Программа с большим успехом прошла в Концертном зале им. Чайковского в Москве, и во время «разбора полета» Швыдкой в своем кабинете и предложил: «Почему ты сидишь в Германии? Не хочешь ли вернуться? Вот есть пустое место». А место, действительно, после скандального ухода Георгия Гараняна было пусто. Эти слова и стали тем предложением, от которого нельзя было отказаться. Наверное, что-то ретивое во мне взыграло! Не могу сказать, что я выиграл в финансовом отношении.
Жить в Москве тяжело, здесь у меня ничего не осталось, вместе с женой снимаем маленькую квартирку. Уезжая, мы продали все, а купить сейчас квартиру в столице нереально. Поначалу мне казалось, что я смогу разделить свои контракты и контакты германские и московские. Но на деле совмещать оказалось практически невозможно. Оркестр – это организм, который требует моего постоянного присутствия.
– В оркестре есть текучка?
– Нет, за семь лет от нас ушли два музыканта. Но это уже были люди в возрасте (в составе много музыкантов, которые работали еще с Олегом Лундстремом), на их место мы взяли молодых. И в этом, кстати, еще одна проблема: Министерство культуры требует, чтобы мы постоянно обновлялись. Я не вижу в этом никакого смысла! Какой резон менять прекрасное на хорошее! Это как с винтажной техникой. Если бы я чувствовал в этом необходимость, чувствовал, что исполнитель устал, тогда бы это было оправдано. А менять музыкантов просто ради бумажки – бессмысленно.
– Оркестр носит имя Олега Лундстрема. К чему это обязывает?
– Обязывает к уровню. К следованию традициям. Обязывает не удаляться полностью к экспериментам. Да это и невозможно в биг-бэнде, потому что в нем должна быть определенная музыкальная дисциплина.
– Чем сегодня живет легендарный коллектив?

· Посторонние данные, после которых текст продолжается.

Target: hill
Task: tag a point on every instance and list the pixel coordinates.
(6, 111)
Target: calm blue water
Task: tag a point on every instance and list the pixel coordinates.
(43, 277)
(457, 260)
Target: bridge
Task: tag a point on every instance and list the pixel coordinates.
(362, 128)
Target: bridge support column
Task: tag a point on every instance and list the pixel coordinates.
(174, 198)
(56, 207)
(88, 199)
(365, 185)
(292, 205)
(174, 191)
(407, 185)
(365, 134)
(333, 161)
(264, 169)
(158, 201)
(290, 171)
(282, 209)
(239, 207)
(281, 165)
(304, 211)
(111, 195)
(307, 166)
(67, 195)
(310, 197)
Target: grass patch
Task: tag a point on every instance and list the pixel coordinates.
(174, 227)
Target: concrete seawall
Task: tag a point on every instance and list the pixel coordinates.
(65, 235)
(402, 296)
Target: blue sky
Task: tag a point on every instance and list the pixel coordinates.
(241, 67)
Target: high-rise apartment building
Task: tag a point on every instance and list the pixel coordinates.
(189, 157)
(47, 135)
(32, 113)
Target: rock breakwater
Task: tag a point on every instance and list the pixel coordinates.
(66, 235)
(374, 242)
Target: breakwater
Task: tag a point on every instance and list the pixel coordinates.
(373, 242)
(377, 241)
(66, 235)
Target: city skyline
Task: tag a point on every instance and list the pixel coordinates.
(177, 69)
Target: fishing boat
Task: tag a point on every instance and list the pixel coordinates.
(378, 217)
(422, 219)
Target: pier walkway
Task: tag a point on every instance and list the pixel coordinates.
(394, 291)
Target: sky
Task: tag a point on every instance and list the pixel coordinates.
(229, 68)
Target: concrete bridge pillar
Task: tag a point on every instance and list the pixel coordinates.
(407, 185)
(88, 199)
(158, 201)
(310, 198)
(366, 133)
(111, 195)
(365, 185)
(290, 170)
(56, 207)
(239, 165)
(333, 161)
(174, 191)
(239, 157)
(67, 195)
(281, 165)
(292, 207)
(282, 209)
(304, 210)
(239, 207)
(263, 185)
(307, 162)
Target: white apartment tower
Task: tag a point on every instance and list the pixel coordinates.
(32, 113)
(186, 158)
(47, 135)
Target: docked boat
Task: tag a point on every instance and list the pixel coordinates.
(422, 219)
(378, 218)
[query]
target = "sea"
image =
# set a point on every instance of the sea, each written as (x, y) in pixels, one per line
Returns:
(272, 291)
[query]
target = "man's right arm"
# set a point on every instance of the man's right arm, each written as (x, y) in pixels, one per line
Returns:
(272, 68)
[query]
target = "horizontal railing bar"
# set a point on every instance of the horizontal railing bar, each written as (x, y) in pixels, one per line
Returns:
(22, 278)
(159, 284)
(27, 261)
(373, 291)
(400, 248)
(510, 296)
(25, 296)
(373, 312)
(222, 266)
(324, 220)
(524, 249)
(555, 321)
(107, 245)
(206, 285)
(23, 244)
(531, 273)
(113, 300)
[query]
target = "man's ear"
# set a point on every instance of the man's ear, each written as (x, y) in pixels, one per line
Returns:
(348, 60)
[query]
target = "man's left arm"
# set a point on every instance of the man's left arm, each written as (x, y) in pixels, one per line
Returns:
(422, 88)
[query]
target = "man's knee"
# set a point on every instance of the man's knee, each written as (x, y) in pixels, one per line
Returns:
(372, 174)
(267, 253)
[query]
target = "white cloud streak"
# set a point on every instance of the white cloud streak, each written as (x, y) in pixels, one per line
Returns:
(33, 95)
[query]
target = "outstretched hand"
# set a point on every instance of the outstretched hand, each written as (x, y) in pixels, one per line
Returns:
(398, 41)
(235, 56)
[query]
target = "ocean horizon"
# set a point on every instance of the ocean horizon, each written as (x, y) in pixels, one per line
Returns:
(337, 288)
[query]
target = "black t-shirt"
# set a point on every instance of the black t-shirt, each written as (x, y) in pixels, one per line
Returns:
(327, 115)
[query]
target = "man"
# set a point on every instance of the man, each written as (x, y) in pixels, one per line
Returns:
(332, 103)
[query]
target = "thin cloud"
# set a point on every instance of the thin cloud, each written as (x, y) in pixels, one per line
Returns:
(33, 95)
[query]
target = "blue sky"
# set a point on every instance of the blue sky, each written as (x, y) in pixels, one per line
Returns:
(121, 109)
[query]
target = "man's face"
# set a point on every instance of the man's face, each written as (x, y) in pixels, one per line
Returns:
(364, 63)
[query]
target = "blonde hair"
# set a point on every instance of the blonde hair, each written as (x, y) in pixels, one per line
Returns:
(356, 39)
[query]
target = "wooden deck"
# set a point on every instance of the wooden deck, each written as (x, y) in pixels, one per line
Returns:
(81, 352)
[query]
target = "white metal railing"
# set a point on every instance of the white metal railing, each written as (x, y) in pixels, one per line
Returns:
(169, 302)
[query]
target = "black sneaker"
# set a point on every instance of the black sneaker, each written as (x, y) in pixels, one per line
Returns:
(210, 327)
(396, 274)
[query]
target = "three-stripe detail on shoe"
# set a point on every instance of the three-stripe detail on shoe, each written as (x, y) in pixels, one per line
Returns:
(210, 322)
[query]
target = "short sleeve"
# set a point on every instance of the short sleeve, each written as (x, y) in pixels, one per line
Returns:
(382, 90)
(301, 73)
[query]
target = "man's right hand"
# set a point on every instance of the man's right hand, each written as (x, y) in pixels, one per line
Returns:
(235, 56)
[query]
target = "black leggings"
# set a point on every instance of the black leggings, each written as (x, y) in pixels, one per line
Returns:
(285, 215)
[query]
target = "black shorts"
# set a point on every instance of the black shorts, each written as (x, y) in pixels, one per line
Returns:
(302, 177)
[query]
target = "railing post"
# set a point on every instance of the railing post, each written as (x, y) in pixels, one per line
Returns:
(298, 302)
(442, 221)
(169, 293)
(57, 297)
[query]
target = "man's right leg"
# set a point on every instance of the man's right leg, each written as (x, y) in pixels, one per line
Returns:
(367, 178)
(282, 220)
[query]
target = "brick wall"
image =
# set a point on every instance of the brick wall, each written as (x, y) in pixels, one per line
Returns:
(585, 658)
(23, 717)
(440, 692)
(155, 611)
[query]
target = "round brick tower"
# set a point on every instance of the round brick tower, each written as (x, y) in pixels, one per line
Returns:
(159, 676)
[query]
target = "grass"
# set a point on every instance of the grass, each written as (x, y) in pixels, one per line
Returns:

– Оркестру Олега Лундстрема в этом году исполняется 80 лет. В конце мая в Концертном зале им. Чайковского состоится юбилейный концерт, с которым потом мы уедем в небольшое турне: Санкт-Петербург, Казань и Тверь. Причем юбилей будет двойным: в мае мне исполняется 70 лет. Праздничная программа так и будет называться «80+70=Джаз». С этим связаны наши переживания и планы, потому что всё это очень волнительно!